Baby Boomers grew up in the Hippie Generation that didn't care about Masonic values.  The Gen X'ers were a generation dominated by despair.  The Millennial Generation is the generation of Hope.  These are young men who who actually believe they can make the world a better place.  We have a responsibility to show them that Masonry can teach them the skills they need to accomplish that goal.  It is OUR responsibility, not theirs.  And if our ACTIONS do not demonstrate that Masonry is a valuable resource for improving the world, well, that is OUR failure as well.


----------



## Brother_Steve (Mar 12, 2015)

We just initiated 4 18 year olds, a 30 something and an early 40 something with dispensation.

We are on track to make 10 master masons before the summer break and we still have enough in waiting to do another three degrees after the break if we can squeeze them out. The men petitioning the lodge are on average 20 ~ 40 years old.

Here is the kicker. You will eventually be that 60 year old that you are afraid of right now. Masonry will also teach you that this will come no matter what you do in life.


----------



## cemab4y (Mar 12, 2015)

You may enjoy this article:

http://freemasoninformation.com/2009/06/there’s-a-hole-in-our-bucket/

(I used to work for the US Census Bureau, in statistical data collection and analysis).

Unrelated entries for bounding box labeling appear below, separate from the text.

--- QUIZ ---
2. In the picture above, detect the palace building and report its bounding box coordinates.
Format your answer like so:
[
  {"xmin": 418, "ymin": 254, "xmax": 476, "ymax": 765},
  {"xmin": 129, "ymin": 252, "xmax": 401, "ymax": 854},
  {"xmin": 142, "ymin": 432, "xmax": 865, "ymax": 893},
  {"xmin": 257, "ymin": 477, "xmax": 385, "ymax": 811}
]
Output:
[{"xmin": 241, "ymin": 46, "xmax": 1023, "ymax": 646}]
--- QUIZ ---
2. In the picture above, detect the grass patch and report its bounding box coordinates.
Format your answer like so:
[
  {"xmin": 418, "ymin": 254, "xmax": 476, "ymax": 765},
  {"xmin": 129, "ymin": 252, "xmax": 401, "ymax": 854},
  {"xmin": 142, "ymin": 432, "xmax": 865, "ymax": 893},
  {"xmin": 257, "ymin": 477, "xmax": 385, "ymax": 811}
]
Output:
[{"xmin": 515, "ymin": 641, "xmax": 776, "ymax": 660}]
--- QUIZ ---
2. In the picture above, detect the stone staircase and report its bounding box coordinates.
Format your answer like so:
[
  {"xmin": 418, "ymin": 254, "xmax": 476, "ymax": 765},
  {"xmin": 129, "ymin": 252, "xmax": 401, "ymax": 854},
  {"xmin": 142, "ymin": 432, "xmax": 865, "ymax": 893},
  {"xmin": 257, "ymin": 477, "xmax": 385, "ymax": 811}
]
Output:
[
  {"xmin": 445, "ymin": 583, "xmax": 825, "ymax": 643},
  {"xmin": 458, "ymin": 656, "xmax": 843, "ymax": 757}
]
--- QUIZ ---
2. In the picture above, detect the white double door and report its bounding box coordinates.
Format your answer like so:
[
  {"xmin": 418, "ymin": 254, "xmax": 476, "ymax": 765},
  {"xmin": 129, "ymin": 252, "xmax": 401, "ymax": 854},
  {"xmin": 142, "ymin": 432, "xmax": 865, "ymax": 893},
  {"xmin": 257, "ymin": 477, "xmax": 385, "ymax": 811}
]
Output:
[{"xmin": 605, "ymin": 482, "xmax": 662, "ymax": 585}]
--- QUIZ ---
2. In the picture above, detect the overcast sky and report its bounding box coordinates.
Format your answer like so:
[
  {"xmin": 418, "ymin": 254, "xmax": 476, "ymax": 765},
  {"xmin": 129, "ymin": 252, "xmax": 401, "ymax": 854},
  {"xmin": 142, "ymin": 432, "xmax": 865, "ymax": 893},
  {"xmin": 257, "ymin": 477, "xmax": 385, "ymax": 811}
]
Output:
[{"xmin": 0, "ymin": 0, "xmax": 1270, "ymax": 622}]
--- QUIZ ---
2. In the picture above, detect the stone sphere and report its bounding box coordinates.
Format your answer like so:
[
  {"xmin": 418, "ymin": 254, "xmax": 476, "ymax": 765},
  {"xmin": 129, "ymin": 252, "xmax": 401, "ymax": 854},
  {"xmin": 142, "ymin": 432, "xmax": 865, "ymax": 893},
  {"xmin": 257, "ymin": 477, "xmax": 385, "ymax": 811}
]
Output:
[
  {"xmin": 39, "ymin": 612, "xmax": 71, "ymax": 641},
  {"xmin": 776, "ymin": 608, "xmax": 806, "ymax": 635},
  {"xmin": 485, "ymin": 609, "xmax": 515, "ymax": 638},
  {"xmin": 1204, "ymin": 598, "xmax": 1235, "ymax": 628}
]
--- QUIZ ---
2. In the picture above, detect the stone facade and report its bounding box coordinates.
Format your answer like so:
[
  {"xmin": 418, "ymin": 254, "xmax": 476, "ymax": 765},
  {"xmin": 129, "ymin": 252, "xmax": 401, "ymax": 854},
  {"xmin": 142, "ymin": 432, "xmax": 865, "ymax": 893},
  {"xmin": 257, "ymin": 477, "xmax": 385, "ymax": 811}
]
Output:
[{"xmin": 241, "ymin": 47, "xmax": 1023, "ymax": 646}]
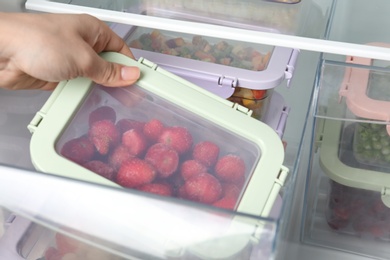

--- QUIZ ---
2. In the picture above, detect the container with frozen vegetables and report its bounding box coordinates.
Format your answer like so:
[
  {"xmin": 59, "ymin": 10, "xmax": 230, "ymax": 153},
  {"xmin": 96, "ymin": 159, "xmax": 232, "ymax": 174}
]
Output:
[
  {"xmin": 307, "ymin": 53, "xmax": 390, "ymax": 244},
  {"xmin": 109, "ymin": 24, "xmax": 298, "ymax": 120},
  {"xmin": 28, "ymin": 53, "xmax": 288, "ymax": 219}
]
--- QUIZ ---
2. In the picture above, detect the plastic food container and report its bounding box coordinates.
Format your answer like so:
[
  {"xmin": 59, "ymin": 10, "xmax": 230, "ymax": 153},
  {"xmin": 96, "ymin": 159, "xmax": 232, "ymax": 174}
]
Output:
[
  {"xmin": 320, "ymin": 120, "xmax": 390, "ymax": 238},
  {"xmin": 28, "ymin": 53, "xmax": 288, "ymax": 216},
  {"xmin": 113, "ymin": 25, "xmax": 298, "ymax": 120}
]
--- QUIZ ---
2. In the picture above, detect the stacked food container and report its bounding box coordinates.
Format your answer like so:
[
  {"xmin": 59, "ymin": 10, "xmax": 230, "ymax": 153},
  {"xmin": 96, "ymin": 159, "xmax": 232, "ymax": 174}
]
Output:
[
  {"xmin": 112, "ymin": 22, "xmax": 299, "ymax": 137},
  {"xmin": 2, "ymin": 53, "xmax": 289, "ymax": 259},
  {"xmin": 0, "ymin": 1, "xmax": 330, "ymax": 260},
  {"xmin": 303, "ymin": 43, "xmax": 390, "ymax": 259}
]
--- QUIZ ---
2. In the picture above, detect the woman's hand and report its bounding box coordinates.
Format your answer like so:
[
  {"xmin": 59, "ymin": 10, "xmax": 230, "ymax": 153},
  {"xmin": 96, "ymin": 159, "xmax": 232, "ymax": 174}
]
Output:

Freemasonry experienced a huge "bump" in membership in the years following WW2, as has been discussed here.

In the 1950-1960-1970 decades, men found other leisure activities. Not only Masonry,  but other clubs and fraternal organizations are experiencing a "graying" of their membership.

Of course, if your opinion of Freemasonry is favorable, then by all means, ask for a petition. If, after joining, you determine that it is not right for you, you are then free to demit (resign), and leave the organization.

If associating with men who are older than you are, presents a problem, then Freemasonry may prove a disappointment to you. Myself, I have met many fine men in this Craft, and I have always enjoyed the fraternity.


----------



## dfreybur (Mar 12, 2015)

Thanks for the reference to the article abut the last century!

Grand lodge Freemasonry will have been been around for 3 centuries in 2017.  That means there are 2 more centuries to take into account.

Before I petitioned I read a book that gave tabular data about membership in the Grand Lodge of New Hampshire for two and a half centuries.  In addition to the up and down trend by generation in the 20th century it showed a century long up and down trend.  There was a bottom in the 1840s anti-Masonic movement and a peak after the Civil War as well as the up and down swing of the 20th century.

When I looked at that data I realized that a century long swing in membership is twice the membership lifetime of men.  I petitioned in 1993 and I estimated that 50 year members then had seen membership declining the entire time.  First degree rates then total membership.  But they are mortal men.  The men who were old 50 years ago had seen the opposite and so on back to the beginning.

I predicted that I was taking my degrees near the bottom and that I would likely see rising degree rates and then eventually rising membership my entire Masonic life.  Now 20 years in I have indeed seen rising degree rates the entire time.  I've seen lodges fail for being unable to handle the large influx of petitioners.  I've seen lodges go through drama for trying to absorb the large influx of petitioners.  I've seen jurisdictions bottom out in total membership and start growing again.

I may only see one 50 year phase of a trend that lasts 100 years, but I'm a bookworm and amateur history buff.  Just because I didn't see it myself, I see it in books.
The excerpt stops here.